- Born: Zara Layla Rumi Kayleigh London, England
- Occupations: Television host, philanthropist
- Spouse: Chris Warren ​(m. 2019)​
- Children: 2

= Layla Kayleigh =

British-American TV personality

Layla Kayleigh is a British-American television personality. She used to host The Feed segment of G4's Attack of the Show! and co-hosted MTV's America's Best Dance Crew where she was the backstage correspondent. She also hosted MTV reunions for shows such as Teen Mom and Teen Wolf. She has been featured in several magazines including Maxim magazine to promote her projects and shows.

==Personal life==
Kayleigh lived in West London. Her birth name is Zara, but she urged her parents to call her by her middle name, Layla, after the Derek and the Dominos song. When Kayleigh was 12, her single mother travelled to America in a bid to get US citizenship for them, but Layla Kayleigh opted to stay behind. She "never told a soul" about being alone for fear that social services would come for her.

Layla attended St.Marylebone School, a Christian school near Baker Street.
Layla skipped two grades in the English school system and graduated younger than her classmates . She majored in psychology with a minor in English literature and graduated with honours. She also attended Sylvia Young Theatre School for drama and dance.

On 11 September 2008, Kayleigh became a naturalised United States citizen.

Kayleigh married actor Chris Warren on 23 May 2019. They have two children.

==Career==
Kayleigh has previously hosted MTV2 in Britain and ABC's football halftime show. Kayleigh was once a correspondent for Al Gore's Current TV but was fired after doing an interview and photoshoot with Maxim Magazine. Kayleigh has also appeared on the MTV show Punk'd.
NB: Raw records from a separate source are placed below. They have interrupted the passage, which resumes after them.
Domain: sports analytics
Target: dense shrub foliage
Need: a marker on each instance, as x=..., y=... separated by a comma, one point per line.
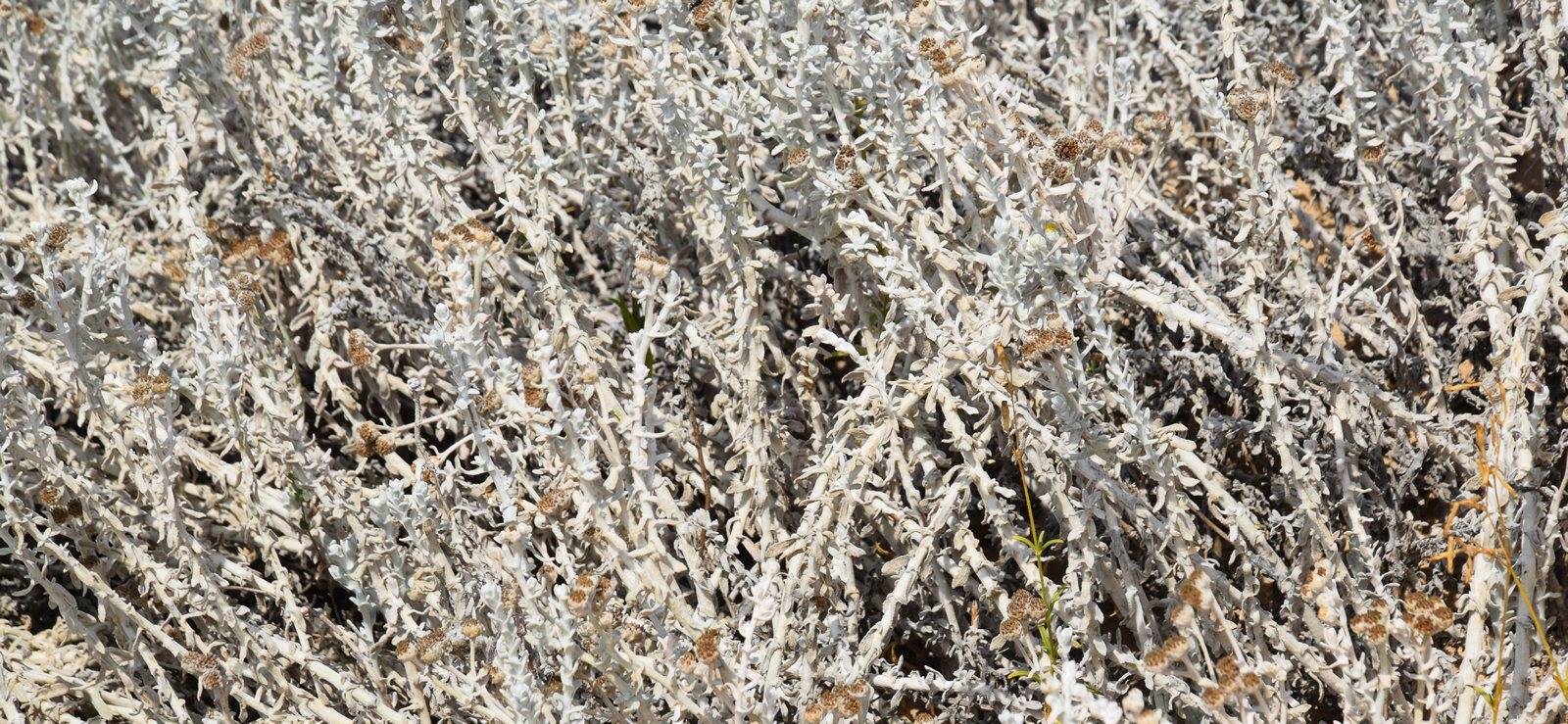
x=823, y=361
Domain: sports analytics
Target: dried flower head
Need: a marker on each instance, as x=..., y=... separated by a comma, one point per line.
x=1244, y=105
x=59, y=234
x=844, y=160
x=1068, y=148
x=706, y=646
x=198, y=663
x=651, y=265
x=431, y=648
x=1214, y=697
x=1277, y=73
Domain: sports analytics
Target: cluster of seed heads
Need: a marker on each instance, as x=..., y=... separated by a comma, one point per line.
x=204, y=666
x=358, y=355
x=846, y=702
x=653, y=265
x=243, y=289
x=1133, y=707
x=1233, y=681
x=1173, y=651
x=1427, y=614
x=590, y=595
x=557, y=502
x=1277, y=73
x=949, y=60
x=706, y=646
x=1372, y=624
x=373, y=442
x=1247, y=104
x=239, y=60
x=467, y=237
x=532, y=391
x=1047, y=342
x=705, y=15
x=57, y=237
x=148, y=387
x=1023, y=611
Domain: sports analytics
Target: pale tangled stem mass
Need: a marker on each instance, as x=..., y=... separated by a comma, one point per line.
x=645, y=361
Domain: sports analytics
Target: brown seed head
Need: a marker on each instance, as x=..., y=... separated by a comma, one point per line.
x=1244, y=105
x=535, y=397
x=59, y=234
x=1068, y=148
x=847, y=704
x=708, y=646
x=1277, y=73
x=556, y=502
x=237, y=63
x=1228, y=668
x=1214, y=697
x=844, y=159
x=1194, y=596
x=196, y=661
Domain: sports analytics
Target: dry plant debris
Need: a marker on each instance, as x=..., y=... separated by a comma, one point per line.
x=827, y=361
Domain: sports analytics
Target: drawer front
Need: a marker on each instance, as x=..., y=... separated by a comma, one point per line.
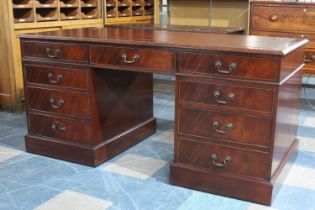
x=284, y=17
x=217, y=158
x=309, y=59
x=308, y=36
x=226, y=96
x=230, y=66
x=60, y=128
x=56, y=76
x=56, y=101
x=225, y=126
x=159, y=60
x=55, y=51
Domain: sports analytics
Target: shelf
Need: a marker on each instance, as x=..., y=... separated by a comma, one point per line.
x=88, y=3
x=69, y=13
x=89, y=13
x=46, y=3
x=23, y=15
x=17, y=4
x=68, y=3
x=46, y=14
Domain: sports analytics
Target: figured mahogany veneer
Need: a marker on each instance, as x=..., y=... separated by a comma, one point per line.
x=236, y=112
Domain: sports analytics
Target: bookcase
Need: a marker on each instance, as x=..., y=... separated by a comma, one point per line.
x=29, y=16
x=129, y=11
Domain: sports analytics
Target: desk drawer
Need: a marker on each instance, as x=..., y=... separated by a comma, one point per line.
x=225, y=126
x=287, y=34
x=60, y=128
x=56, y=76
x=211, y=157
x=284, y=17
x=55, y=51
x=230, y=66
x=159, y=60
x=65, y=102
x=226, y=96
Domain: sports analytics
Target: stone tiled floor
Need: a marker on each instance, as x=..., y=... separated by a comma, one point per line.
x=138, y=178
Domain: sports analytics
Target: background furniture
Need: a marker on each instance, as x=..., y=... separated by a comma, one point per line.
x=286, y=19
x=235, y=129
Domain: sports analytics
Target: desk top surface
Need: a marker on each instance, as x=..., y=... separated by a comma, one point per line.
x=175, y=39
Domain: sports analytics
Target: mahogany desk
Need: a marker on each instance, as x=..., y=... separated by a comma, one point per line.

Kayleigh was the main host of The Feed, a news segment of Attack of the Show! on G4, as well as shortened versions of The Feed during the network's commercial breaks.

Kayleigh has also been a correspondent for The Best Damn Sports Show Period on Fox Sports Net, an entertainment and sports new reported on The Insider, and a guest on Red Eye w/ Greg Gutfeld. Kayleigh hosted Season VI of the World Poker Tour, broadcast by Game Show Network in 2008.

Kayleigh worked as a road correspondent looking for talent in different cities for MTV's America's Best Dance Crew. The show, hosted by Mario Lopez, premiered on 26 January 2008 with a live casting special and began its first season on 7 February 2008 with Kayleigh as backstage correspondent interviewing the bottom two crews. Season 2 of America's Best Dance Crew started on 19 June 2008 on MTV. Season 3 premiered on 15 January 2009.

On 16 March 2009, in an episode of Attack of the Show!, Kayleigh announced that she would be leaving G4 due to her pregnancy and going on an indefinite hiatus to be a stay-at-home mother.

On 7 and 27 May 2010, Kayleigh appeared as a member of the Great American Panel on Hannity. She was a correspondent for the TV Guide Network.

She was listed 33rd and 88th on AskMen's top 99 women in 2008 and 2011, respectively. She appeared in lingerie for a 2011 PETA ad campaign protesting the use of animals in product-testing experiments, photographed by Nick Saglimbeni.

In April 2012, Layla hosted the MTV special reunion shows for Teen Mom and Teen Wolf.

In 2014, Kayleigh became a weekly correspondent on Vh1's Big Morning Buzz Live discussing pop culture and current events from around the world as part of a round table discussion. The show was cancelled in August 2015.